On 28.09.2016 06:02, Walter Bright wrote:
On 9/27/2016 6:18 PM, Minty Fresh wrote:
So, I'm just interested in other people's thoughts are on the subject,
and
whether there are any plans to allow overloading these operators
separately.

The limitations are deliberate based on the idea that comparison
operators need to be consistent and predictable, and should have a close
relationship to the mathematical meaning of the operators. Overloading
<= to mean something other than "less than or equal" is considered poor
style in D, and the same goes for the other arithmetic operators.
...

The restrictions enforce that <= computes a boolean result. "less than or equal" is not necessarily the same as "decide /now/ whether this is less than or equal and give me a boolean". The restriction is annoying if you are implementing e.g. symbolic algebra. opCmp is a good thing to have for the common case, but why disable opBinary?

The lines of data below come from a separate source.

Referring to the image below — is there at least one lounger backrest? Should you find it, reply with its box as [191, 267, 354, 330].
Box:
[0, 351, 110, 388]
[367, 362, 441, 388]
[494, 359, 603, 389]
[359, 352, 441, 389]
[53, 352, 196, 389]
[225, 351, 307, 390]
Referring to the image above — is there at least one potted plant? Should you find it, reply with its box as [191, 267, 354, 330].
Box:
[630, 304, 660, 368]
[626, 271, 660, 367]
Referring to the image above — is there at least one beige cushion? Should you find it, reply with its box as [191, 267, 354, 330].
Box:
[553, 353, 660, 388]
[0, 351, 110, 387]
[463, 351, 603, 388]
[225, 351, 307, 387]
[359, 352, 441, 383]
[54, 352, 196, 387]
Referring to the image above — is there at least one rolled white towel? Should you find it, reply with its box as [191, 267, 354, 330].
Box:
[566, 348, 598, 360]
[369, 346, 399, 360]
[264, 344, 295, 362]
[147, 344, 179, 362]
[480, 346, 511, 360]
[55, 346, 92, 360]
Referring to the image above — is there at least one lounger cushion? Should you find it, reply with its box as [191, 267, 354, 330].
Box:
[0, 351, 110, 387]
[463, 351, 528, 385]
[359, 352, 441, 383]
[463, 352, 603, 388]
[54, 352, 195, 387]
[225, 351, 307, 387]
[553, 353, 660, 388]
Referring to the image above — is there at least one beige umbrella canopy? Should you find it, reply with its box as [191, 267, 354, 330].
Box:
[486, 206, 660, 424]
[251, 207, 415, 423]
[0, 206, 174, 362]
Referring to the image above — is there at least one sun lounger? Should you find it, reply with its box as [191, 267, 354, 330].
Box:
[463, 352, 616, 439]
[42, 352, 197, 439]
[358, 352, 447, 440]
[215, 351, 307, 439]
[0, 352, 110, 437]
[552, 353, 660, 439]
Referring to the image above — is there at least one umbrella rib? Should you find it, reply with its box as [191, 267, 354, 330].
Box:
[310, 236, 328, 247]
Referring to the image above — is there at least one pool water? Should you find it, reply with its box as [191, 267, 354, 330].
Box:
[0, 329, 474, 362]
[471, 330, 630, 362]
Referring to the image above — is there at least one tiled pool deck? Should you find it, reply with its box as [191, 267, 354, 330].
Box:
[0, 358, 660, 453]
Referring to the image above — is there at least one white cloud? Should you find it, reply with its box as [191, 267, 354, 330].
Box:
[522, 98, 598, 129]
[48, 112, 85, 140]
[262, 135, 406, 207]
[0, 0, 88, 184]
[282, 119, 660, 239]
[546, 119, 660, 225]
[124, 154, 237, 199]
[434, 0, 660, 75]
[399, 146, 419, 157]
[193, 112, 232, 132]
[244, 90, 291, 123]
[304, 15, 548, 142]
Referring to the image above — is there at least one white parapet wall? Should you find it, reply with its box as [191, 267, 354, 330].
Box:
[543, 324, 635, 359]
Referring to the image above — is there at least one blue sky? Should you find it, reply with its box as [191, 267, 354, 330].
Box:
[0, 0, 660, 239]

The use of them to create DSLs (a technique called "expression
templates" in C++) is discouraged in D, for several reasons. The
recommended way to create DSLs in D is to parse strings using CTFE.

One anecdote: In the big-O library discussion, my initial proposal relied on string parsing. Andrei promptly criticized this and used operator overloading instead.

An excellent example of that is the std.regex package.
...

It's actually a bad example, because it is irrelevant: it is obviously a bad idea to implement regex using operator overloading, because the regex operators have no D equivalent.

Assume I have two symbolic expressions a and b:

Expression a=variable("a"), b=variable("b");

Why should I be allowed to do

auto c = a + b; // symbolic value a + b

but not

auto d = a <= b; // symbolic value a <= b

The string parsing approach is not useful here: how do I use existing expressions that are accessible in the scope to build new expressions?